Vendor Independence
Thursday, 19 May 2005
Frank Scarvo reports results of a survey at ComputerEconomics.com that IT decision makers value “reduced dependence on vendors“.
This indicates that software buyers must feel some level of dependence on proprietary software vendors, from which they desire freedom. Such dependence includes reliance on the vendor for maintenance and support and the necessity for the buyer to accept version upgrades that the buyer may not need or want.
My take on this is a bit different. Open-source or not, the software buyer is dependent on someone skilled maintaining it, or who is able to make changes to it. I doubt if the entire Windows source tree is made available, even a company like IBM would be confident enough to patch it and deploy a customized version with full confidence that it is not going to break some existing program. Raymond Chen has a good stories of breakages when they try to change the private APIs - these range from disk defragmenters which assumed a certain number bytes exist on the stack, to hardware which wouldn’t function if they were plugged in the last ISA slot. Try deploying a change like to to 30,000 seats and you’d start to see the bug reports streaming in.
Even open-source software avoid fragmentation and the consequent death-by-a-thousand branches through only supporting the current mainline plus major point releases. Developers who program applications on top of Python prefer to develop with the most recent versions, i.e. 2.3 or 2.4 rather than 2.1, because there is no further development in the older versions, and it is often more costly to port libraries back to 2.1 than having them for free in the latest versions.

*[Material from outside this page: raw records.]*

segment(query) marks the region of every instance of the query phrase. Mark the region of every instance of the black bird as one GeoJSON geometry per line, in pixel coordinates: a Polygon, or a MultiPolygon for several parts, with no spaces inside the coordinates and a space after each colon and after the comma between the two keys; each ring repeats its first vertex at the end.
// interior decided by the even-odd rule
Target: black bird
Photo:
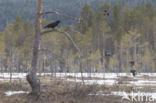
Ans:
{"type": "Polygon", "coordinates": [[[58,24],[60,23],[61,21],[57,20],[55,22],[52,22],[46,26],[44,26],[44,28],[55,28],[56,26],[58,26],[58,24]]]}
{"type": "Polygon", "coordinates": [[[132,73],[133,77],[135,77],[136,70],[130,70],[130,72],[132,73]]]}

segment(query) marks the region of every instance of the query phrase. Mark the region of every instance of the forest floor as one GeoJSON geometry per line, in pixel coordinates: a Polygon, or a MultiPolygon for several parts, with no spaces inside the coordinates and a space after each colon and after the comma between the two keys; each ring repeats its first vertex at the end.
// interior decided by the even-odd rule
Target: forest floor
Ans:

Given that being able to maintain software oneself can be more costly than depending on others, why is it that buyers wish to have less relationship with their vendors, rather than more?
- It’s a matter of trust - perhaps vendors haven’t told their side of the story well enough, that buyers feel they are being price gouged, and forced into an upgrade cycle. But come on, how can it be good for a software’s continued development if the development team has to support all the old versions?
- Perhaps reduced dependence is an empty wish. Like a teenager who’d like to move out as soon as possible but doesn’t anyway because it’s a better deal staying at home. For these IT managers, I wish them a happy trip to open-source and see it for all that is good and bad about it.